D.C. Judge Chips Away at Google for "Monopolist" Search Engine
Tom Ramstack
The Legal Forum, offering legal representation, language translation, media services.
WASHINGTON -- A federal judge in Washington, D.C., ruled last week that Google illegally exerts monopolistic power over the internet in a ruling likely to severely impact the industry giant’s business.
Judge Amit P. Mehta wrote that Google’s distribution agreements for its general search service and text advertising violate Section 2 of the Sherman Antitrust Act.
The lawsuit that led to the ruling in U.S. District Court was filed by the Justice Department and state attorneys general in one of several challenges to Big Tech.
The Justice Department argues in similar lawsuits against Amazon, Apple and Meta that the market power of Big Tech has reached a point that the companies no longer serve the public interest.
The Justice Department said that by paying other companies, like Apple and Samsung, billions of dollars a year to have Google installed as the default search engine on smartphones and web browsers, the internet company violated antitrust law.
Google controls about 90 percent of the online search market.
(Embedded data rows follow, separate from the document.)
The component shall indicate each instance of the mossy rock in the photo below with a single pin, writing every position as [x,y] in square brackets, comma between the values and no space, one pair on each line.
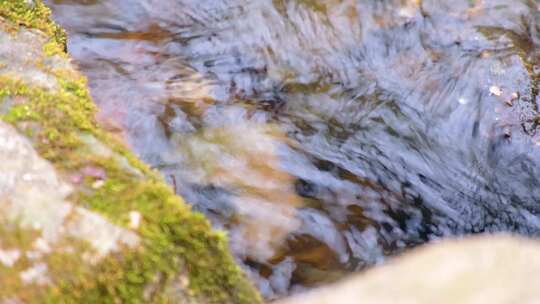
[121,235]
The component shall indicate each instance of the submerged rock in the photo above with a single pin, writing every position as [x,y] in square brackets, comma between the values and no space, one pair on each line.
[82,220]
[488,269]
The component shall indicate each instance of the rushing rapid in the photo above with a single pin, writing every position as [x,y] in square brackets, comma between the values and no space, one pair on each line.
[325,135]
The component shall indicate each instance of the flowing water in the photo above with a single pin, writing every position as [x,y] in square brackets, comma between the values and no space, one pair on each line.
[325,135]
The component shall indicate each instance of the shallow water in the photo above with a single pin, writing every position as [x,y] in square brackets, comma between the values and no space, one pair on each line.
[325,135]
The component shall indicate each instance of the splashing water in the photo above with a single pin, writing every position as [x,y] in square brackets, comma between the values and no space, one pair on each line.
[325,135]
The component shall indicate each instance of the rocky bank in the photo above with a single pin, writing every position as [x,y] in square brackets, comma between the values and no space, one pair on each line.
[83,220]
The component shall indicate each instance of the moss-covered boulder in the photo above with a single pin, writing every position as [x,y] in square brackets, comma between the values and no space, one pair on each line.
[81,219]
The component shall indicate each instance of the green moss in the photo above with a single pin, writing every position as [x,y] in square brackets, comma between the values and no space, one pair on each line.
[177,241]
[33,15]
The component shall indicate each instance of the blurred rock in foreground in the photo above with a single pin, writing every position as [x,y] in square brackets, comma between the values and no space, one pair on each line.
[486,269]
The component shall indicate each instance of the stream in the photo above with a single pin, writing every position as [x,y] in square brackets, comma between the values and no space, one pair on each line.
[325,135]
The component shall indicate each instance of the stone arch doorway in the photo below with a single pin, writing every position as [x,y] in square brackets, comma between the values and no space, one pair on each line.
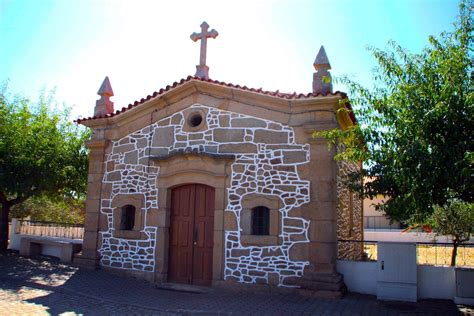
[191,234]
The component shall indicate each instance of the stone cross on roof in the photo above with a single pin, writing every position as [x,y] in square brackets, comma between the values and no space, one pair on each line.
[322,81]
[202,70]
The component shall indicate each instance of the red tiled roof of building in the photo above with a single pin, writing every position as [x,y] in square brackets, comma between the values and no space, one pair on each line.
[278,94]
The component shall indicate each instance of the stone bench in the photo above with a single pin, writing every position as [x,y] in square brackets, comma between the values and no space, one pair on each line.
[33,246]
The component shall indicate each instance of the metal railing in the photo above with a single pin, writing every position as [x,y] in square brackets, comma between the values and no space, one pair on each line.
[427,253]
[440,254]
[380,222]
[50,229]
[357,250]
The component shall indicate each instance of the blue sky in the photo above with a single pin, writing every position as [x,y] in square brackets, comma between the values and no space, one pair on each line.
[71,45]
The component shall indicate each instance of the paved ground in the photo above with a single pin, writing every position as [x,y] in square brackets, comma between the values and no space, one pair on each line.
[43,286]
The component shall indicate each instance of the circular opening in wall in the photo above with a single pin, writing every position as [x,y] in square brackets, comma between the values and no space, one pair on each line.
[195,119]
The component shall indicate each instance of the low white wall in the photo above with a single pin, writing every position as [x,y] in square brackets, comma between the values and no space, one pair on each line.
[359,276]
[49,250]
[399,236]
[436,282]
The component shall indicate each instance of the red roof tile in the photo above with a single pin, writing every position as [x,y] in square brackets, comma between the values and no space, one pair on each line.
[288,96]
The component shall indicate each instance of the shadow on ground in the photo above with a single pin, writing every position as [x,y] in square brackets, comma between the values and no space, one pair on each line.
[61,288]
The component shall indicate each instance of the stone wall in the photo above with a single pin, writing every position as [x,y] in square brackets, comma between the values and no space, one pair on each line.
[266,160]
[349,215]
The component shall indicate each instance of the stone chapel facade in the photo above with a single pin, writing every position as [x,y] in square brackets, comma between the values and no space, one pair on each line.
[215,184]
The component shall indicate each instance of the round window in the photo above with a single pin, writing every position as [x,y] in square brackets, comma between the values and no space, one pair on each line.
[195,119]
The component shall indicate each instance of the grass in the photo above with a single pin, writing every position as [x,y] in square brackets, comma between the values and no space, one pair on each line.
[433,255]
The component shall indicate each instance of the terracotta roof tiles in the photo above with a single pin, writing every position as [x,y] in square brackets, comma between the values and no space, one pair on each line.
[277,93]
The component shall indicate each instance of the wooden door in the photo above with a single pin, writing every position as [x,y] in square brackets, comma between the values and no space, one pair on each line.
[191,234]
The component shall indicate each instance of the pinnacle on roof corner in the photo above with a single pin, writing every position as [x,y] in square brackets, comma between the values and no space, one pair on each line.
[321,60]
[104,105]
[105,88]
[322,81]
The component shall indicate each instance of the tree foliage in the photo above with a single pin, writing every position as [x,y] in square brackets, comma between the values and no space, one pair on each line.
[47,208]
[415,131]
[42,153]
[455,219]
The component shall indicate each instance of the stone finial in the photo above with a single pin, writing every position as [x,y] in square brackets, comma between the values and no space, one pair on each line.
[202,70]
[104,106]
[322,81]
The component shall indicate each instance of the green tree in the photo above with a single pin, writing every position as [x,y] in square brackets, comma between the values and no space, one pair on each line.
[415,131]
[42,153]
[455,219]
[47,208]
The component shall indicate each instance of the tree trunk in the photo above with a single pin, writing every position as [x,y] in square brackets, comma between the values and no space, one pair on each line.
[4,211]
[455,253]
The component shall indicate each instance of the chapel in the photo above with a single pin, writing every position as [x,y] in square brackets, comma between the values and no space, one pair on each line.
[214,184]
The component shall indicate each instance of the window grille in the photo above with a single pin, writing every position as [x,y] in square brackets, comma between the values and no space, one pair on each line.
[127,221]
[260,220]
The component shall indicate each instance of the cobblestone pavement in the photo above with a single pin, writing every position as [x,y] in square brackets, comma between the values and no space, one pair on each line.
[43,286]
For smartphones, it has about 95 percent of the search engine market.
The government attorneys said the contracts prevented meaningful competition. Google disagreed, saying users could easily switch their default search engines whenever they wanted.
Judge Mehta agreed with the Justice Department, writing in his 277-page ruling, “Google is a monopolist, and it has acted as one to maintain its monopoly.”
Although users could switch their default search engines, Google’s contracts and market dominance deprive other search engines of realistic chances for competition, Mehta said.
Google paid $26.3 billion in 2021 for first place settings as the default on smartphones and browsers.
"The default is extremely valuable real estate," Mehta wrote. "Even if a new entrant were positioned from a quality standpoint to bid for the default when an agreement expires, such a firm could compete only if it were prepared to pay partners upwards of billions of dollars in revenue share and make them whole for any revenue shortfalls resulting from the change."
Google parent company Alphabet said it would appeal the ruling. "This decision recognizes that Google offers the best search engine, but concludes that we shouldn’t be allowed to make it easily available," Google said in a statement.
The ruling won praise from the Biden administration. White House press secretary Karine Jean-Pierre said the "pro-competition ruling is a victory for the American people."